During the day, the secretion of cortisol is displaced relative to that of melatonin, and the two hormones have many mutually opposite effects on the immune system [1, 33]. Accordingly, in RA, also cortisol has been proposed to participate in the regulation of the diurnal variation in cytokine secretion and symptoms [1, 3, 34]. While in RA cytokine concentrations peaking in the night and early morning may increase cortisol secretion by stimulation of both the hypothalamus and the adrenal medulla, cortisol may in turn downregulate cytokine expression [3, 35, 36]. The present study shows that similar relationships may be at play in PMR. Thus, cytokine concentrations peaked somewhat earlier than cortisol concentrations and declined in parallel with clinical symptoms, when cortisol levels peaked about 08:00 (Figs. 1, 2 and 3). Furthermore, administration of prednisolone, a cortisol analogue, markedly reduced cytokine concentrations and symptoms throughout the day (Figs. 1, 2, 3 and 4). This is in accord with and adds to previous findings obtained in the morning [9, 13, 14]. Our findings also confirm the previous observation that, in PMR, prednisolone treatment diminishes IL-6 peak concentration and 24-h AUC . In the patients with PMR in the present study, prednisolone diminished melatonin concentrations as well (Fig. 5). This is in line with the finding that cortisol inhibits melatonin synthesis in the pineal gland .

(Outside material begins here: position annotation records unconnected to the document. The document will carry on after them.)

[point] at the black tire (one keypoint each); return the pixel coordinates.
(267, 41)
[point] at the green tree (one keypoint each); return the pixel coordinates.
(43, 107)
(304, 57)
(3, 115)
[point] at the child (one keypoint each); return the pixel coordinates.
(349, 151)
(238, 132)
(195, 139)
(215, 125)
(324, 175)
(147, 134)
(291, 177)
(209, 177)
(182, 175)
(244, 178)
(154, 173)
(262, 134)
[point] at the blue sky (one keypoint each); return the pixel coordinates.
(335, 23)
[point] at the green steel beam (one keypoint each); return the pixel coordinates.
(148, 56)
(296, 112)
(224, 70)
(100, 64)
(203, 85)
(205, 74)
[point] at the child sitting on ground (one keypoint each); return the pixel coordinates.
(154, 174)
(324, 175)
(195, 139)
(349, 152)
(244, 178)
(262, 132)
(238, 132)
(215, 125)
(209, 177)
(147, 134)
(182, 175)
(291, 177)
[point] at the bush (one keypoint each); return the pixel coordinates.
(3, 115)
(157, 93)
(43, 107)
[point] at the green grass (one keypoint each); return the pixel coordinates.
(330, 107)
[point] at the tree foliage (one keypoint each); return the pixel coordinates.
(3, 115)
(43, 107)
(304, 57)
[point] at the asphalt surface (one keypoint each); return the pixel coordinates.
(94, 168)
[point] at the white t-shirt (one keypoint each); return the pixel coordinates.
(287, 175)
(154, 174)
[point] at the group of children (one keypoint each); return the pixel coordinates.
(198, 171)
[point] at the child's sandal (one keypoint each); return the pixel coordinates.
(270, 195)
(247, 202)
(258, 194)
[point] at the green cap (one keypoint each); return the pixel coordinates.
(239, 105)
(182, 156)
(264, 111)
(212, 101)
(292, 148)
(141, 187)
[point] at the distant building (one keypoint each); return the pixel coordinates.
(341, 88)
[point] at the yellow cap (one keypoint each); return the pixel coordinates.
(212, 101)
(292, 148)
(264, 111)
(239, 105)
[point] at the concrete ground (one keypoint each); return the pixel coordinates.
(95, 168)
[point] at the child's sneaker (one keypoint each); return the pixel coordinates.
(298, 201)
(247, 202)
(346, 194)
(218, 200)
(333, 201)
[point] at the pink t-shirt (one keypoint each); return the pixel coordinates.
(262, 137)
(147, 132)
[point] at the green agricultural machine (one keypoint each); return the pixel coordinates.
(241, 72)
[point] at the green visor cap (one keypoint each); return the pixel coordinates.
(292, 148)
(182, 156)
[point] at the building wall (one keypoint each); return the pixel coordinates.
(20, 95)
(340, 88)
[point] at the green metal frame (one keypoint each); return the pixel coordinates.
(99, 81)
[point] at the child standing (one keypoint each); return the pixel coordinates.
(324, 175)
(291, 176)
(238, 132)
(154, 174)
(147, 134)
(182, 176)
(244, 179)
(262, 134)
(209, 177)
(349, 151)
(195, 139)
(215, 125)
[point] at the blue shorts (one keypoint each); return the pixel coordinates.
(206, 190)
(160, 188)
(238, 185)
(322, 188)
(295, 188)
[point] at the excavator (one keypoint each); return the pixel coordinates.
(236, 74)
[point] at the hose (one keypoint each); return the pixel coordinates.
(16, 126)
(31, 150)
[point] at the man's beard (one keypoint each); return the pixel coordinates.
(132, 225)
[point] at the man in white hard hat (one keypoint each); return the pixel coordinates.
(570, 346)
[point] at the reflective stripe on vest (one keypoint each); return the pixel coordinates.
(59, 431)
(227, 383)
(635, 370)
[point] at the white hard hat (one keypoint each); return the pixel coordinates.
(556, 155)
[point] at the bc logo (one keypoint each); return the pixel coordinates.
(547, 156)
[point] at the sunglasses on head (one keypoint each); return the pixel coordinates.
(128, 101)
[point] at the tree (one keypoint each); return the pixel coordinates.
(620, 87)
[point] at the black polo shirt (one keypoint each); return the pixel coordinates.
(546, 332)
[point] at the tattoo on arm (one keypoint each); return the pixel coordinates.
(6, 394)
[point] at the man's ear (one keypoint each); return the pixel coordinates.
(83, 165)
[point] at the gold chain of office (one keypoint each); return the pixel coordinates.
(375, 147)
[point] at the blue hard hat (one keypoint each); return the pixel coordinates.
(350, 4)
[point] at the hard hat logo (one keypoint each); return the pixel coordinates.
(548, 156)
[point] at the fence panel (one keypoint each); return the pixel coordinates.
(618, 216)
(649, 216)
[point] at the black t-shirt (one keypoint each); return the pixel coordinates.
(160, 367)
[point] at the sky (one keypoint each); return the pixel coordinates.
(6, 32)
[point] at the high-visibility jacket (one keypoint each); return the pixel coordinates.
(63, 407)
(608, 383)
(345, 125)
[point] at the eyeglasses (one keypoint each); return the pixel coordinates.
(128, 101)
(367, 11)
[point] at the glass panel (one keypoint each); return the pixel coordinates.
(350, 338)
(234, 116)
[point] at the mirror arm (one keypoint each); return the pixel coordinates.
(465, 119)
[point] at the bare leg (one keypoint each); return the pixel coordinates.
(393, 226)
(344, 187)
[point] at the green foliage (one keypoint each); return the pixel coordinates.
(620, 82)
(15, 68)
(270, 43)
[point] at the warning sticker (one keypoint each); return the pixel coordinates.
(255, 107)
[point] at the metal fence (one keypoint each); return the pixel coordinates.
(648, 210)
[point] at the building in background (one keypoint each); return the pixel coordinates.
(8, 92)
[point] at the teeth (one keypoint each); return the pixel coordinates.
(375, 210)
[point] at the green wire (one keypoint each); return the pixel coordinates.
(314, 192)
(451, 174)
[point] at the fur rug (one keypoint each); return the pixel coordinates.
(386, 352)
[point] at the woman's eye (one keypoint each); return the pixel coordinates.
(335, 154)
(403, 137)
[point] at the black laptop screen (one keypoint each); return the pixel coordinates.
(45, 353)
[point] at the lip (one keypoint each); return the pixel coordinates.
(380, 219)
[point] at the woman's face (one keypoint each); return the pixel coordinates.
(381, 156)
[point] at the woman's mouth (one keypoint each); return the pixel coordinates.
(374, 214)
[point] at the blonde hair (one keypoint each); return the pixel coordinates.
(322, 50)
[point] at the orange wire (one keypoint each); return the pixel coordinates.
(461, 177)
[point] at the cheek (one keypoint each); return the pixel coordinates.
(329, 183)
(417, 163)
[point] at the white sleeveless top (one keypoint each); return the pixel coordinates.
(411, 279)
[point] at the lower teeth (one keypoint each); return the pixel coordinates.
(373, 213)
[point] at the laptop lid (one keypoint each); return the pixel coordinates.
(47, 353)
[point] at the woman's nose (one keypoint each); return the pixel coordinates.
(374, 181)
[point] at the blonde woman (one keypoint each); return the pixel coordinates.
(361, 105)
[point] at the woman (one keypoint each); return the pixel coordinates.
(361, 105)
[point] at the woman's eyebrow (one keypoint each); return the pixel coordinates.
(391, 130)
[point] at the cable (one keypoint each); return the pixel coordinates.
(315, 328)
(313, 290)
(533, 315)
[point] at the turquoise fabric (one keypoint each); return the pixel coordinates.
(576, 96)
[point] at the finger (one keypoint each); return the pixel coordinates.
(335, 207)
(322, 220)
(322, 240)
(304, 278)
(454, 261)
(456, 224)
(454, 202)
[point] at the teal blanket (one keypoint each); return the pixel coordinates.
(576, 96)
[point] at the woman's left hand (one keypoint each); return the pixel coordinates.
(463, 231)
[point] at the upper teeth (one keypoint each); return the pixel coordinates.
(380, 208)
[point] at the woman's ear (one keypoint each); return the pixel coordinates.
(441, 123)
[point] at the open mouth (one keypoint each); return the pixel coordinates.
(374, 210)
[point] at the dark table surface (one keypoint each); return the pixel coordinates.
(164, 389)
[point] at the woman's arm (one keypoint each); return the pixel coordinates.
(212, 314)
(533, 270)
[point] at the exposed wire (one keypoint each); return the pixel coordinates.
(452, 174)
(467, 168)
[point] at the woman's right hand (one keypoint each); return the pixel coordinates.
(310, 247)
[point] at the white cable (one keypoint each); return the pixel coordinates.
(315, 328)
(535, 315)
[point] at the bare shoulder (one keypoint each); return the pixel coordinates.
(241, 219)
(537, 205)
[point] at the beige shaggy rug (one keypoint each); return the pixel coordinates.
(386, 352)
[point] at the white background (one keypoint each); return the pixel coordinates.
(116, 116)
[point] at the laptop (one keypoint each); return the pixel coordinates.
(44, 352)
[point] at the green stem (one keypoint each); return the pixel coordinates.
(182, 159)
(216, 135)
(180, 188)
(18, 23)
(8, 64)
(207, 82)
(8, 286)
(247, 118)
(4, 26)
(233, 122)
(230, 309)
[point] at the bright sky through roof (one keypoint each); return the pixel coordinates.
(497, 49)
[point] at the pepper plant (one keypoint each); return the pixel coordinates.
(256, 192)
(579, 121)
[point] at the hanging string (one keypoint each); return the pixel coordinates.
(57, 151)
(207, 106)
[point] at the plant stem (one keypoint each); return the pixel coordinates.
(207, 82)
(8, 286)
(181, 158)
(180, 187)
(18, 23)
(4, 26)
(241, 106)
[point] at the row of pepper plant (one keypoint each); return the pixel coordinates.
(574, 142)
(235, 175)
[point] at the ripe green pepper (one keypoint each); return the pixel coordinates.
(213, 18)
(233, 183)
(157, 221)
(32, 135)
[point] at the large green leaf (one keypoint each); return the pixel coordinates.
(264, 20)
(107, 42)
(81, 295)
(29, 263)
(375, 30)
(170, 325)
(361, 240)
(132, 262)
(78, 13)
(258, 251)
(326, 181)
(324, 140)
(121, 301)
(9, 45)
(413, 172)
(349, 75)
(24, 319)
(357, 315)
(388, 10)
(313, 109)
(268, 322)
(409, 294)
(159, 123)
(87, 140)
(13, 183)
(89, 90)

It has been claimed that, in both RA and PMR, cortisol secretion is inappropriately low in relation to proinflammatory status—“the disproportion principle” —and that this may contribute to the symptoms [3, 11, 36]. Indicating that hypothalamic-pituitary-adrenal axis activation, albeit less than might be expected from the state of inflammation, may nevertheless be present, we previously found higher morning concentrations of both adrenocorticotropic hormone and cortisol in patients with PMR than healthy subjects . The fact that researchers in other studies had not found such differences was explained by lower disease activity and longer disease onset to study duration in those studies . The present study extends our previous findings by showing that, in PMR, cortisol concentrations may be increased throughout the day (Fig. 3), resulting in a doubling of 24-h cortisol AUC in patients compared with control subjects.
In RA, administration of GCs prior to the circadian flare in inflammatory activity has been proven to be advantageous compared with traditional administration in the morning [5, 15, 40–42]. The present finding in PMR of a similar diurnal variation in cytokines and symptoms indicates that also in PMR adaptation of the timing of GC administration to the chronobiology of the disease would optimize the treatment. In fact, preliminary experiments have been reported to show positive outcomes of such an approach, with reductions in IL-6 levels and morning stiffness being more pronounced upon administration of prednisolone in the night than in the morning .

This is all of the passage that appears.